Parents are concerned hundreds of children might have been exposed to coronavirus after a year one student returned from a trip to China and attended school.
The New South Wales state government issued a warning that any students who had traveled to mainland China recently should not attend classes for two weeks.
Despite the advice, the student reportedly returned to Oran Park Public School in south-west Sydney – prompting teachers to send him home after the became aware of his trip to Asia,
The school’s principal, Donna Shevlin, sent a letter to parents this week assuring them that the safety of students was top priority, reports 7 News.
‘A student who recently returned from China has attended school within the medical advice provided by the NSW Health of 14 days self-isolation for people who may have been exposed to the coronavirus,’ the letter read.
‘Once aware of this situation, the school immediately excluded the student from school for 14 days, with a return date of 10th February.’
There is no indication the student in question has shown any symptoms of coronavirus.
There are more than 1150 students attending the school.
Meanwhile, a fifth case of coronavirus has been confirmed in Queensland.
A 37-year-old Chinese woman travelling in Queensland has been confirmed as infected with the deadly virus.
The woman was travelling with the same tour group as the previously confirmed cases and is currently isolated in a stable condition at Gold Coast Hospital.
All nine members of the tour group are in isolation at Gold Coast University Hospital after they arrived to the city on Tigerair flight TT566 from Melbourne on January 27.
A 44-year-old man, a 42-year-old woman, a 37-year-old man and an eight-year-old boy from the group have also contracted the illness.
It’s the state’s fifth confirmed case of the virus, while there are four each in NSW and Victoria, and two cases in South Australia
Of those, three people have recovered and been released.
More than 20 countries have confirmed cases of the virus, which has killed nearly 500 people and infected more than 24,000 in mainland China.
Two Australians on a cruise ship off Japan also contracted coronavirus after being exposed by a previous passenger.
The pair were among 10 people including three each from Japan and Hong Kong, one from the US and one Filipino crew member who tested positive aboard the Diamond Princess.
More than 100 Australians have been evacuated from Wuhan, the epicentre of the outbreak.

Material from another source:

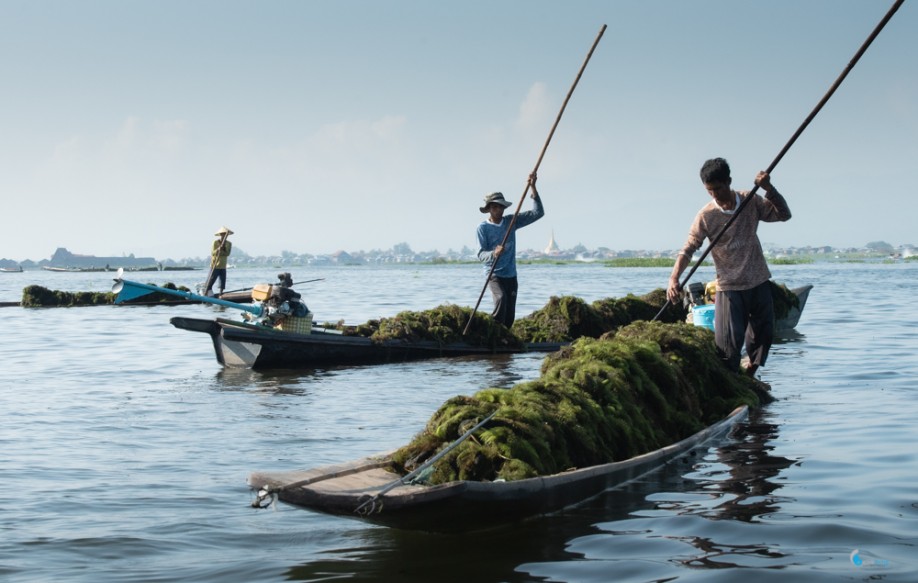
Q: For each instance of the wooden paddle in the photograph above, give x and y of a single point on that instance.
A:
(533, 173)
(787, 146)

Seventy-two people, including infants, were flown on a Qantas flight to Western Australia on Monday before they were taken to Christmas Island.
Another 35 Australians joined an Air New Zealand flight to Auckland before they were transferred to another flight to join the others.
The group will be held on Christmas Island for 14 days, provided they aren’t diagnosed with the illness.
Dr Jeanette Young, the state’s Chief Health Officer, on Tuesday urged anyone who has returned from mainland China in the past 14 weeks and who feels unwell to seek medical help immediately.
‘This is for the safety of those individuals,’ she said.
‘It’s a very early stage of the development of this outbreak, so we don’t fully understand what it means to people, so we really want to test people very early.’
She said she was concerned federal government officials hadn’t handed over all of its data relating to passengers who had flown from mainland China.
More than 400 people have been assessed for coronavirus since screening started at Brisbane International Airport on Sunday.
Meanwhile, a Sunshine Coast doctor is leading a team of medical experts treating hundreds of Australians evacuated from the Chinese city of Wuhan to Christmas Island on Monday.
Doctor Daniel Holmes is steering the team providing treatment while the group sits out 14 days of quarantine.
Queensland Premier Annastacia Palaszczuk has begged the federal government to activate natural disaster relief funding in response to the outbreak.
She says the tourism industry is being bled dry by travel bans with the Cairns region alone losing $200million in forward bookings, and exporters including seafood producers who service China losing their entire markets.
Meanwhile, businesses in suburbs such as Eastwood and Chatswood in Sydney fear they will go under due to lack of sales.